A group of 4 voting rights historians represented by Mayer Brown LLP have filed a brief in Turtle Mountain Band of Chippewa Indians v. Howe, an appeal involving Section 2 of the Voting Rights Act (VRA).

Last Updated: June 5, 2025
Published: June 5, 2025

This brief is the latest in a series historians are filing around the country to respond to attacks on the Voting Rights Act.

The appeal in Turtle Mountain Band of Chippewa Indians v. Howe concerns whether Section 2 of the VRA empowers private litigants to challenge discriminatory voting practices under 42 U.S.C. § 1983. Since Section 2 was first enacted in 1965, Congress, the courts, the United States Department of Justice, and private litigants have all agreed that Section 2 is privately enforceable—in other words, that Section 2 contains a “private right of action.” In recent years, that settled understanding has come under attack, with several courts ruling that there is no private right of action under Section 2. Courts are now considering whether, even without a private right of action under Section 2 itself, Section 2 can still be enforced through Section 1983, a federal statute that allows individuals to sue state and local governments for civil rights violations.

The U.S. District Court for the Eastern District of North Dakota considered this question in Turtle Mountain, a case in which two Native American tribes and three Native American voters alleged that North Dakota’s 2021 redistricting map diluted Native American voting strength. The District Court ruled that the plaintiffs could bring such claims and further determined that North Dakota’s 2021 redistricting map violated Section 2. On appeal, the U.S. Court of Appeals for the Eighth Circuit reversed the district court’s decision and held that there was no private right of action under Section 1983. The Plaintiffs petitioned for rehearing before the whole Eighth Circuit.

The historians’ brief argues that the ability of minority voters to bring lawsuits enforcing Section 2—whether under Section 2 itself or Section 1983—has been at the heart of the VRA’s enforcement scheme since the beginning. The brief starts by explaining that Congress recognized pre-VRA civil rights laws—which lacked any private enforcement mechanisms— failed to protect Black voters adequately, leaving them vulnerable to discrimination and increasing political violence. Congress designed the VRA to enable private enforcement to respond to this problem.

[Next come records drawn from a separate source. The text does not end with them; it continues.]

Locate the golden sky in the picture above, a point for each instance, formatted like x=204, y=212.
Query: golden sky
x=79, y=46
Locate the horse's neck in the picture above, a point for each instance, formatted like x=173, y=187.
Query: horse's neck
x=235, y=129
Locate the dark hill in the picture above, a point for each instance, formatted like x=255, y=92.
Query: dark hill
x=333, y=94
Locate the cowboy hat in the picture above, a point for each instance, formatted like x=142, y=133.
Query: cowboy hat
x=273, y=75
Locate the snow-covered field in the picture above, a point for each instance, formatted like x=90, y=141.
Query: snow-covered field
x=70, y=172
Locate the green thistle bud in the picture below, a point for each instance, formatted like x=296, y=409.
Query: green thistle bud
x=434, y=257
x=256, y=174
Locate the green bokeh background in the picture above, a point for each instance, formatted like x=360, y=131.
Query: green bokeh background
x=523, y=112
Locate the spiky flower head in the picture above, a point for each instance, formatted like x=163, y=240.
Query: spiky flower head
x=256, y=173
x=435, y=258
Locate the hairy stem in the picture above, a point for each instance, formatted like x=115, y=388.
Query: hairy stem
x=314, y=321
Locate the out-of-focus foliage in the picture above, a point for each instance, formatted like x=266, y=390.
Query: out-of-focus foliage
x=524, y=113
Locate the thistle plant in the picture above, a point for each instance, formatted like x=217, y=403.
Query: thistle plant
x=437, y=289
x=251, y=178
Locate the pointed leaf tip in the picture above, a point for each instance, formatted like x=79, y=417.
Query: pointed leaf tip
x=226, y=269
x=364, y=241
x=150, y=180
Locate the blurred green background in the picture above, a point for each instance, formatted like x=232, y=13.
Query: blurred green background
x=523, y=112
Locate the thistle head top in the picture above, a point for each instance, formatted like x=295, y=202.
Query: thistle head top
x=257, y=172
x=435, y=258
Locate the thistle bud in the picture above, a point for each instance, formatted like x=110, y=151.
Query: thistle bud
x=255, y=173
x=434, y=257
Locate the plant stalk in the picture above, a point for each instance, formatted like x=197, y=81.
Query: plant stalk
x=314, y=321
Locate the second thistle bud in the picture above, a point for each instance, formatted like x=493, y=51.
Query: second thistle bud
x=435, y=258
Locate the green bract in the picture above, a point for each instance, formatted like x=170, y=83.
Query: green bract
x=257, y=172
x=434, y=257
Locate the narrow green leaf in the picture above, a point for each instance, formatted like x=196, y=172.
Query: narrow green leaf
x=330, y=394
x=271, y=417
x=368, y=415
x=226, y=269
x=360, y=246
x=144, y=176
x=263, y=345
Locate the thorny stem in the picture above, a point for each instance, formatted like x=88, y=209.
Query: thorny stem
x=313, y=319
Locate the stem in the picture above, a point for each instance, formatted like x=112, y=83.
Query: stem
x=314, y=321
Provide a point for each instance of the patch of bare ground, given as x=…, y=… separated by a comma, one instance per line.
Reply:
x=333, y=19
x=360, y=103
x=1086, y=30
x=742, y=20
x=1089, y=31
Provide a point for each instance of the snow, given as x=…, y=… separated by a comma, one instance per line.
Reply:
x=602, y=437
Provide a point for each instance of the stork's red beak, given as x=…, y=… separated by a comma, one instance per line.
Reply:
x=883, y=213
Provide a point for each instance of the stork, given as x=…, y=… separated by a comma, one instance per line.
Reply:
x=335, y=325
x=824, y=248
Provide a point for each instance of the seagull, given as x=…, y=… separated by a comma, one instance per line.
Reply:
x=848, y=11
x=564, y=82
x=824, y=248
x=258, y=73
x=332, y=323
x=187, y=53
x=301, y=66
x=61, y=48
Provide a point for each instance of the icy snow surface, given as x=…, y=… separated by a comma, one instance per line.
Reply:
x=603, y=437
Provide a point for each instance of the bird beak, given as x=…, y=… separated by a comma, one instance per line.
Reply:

The brief then explores the 1982 debates that led up to Congress amending Section 2 to make it easier for plaintiffs to challenge discrimination. As the historians show, it is clear from the legislative record that everyone involved—both the proponents of the amendment and its detractors—understood that private plaintiffs could bring Section 2 challenges and Congress amended the statute to facilitate those challenges. That signals Congress’s understanding that Section 2 would continue to empower voters to bring lawsuits of their own. Litigation activity since that time bears out Congress’s intent: Private plaintiffs brought 1,328 (or 92.7 percent) of all Section 2 cases filed in 1982 or later.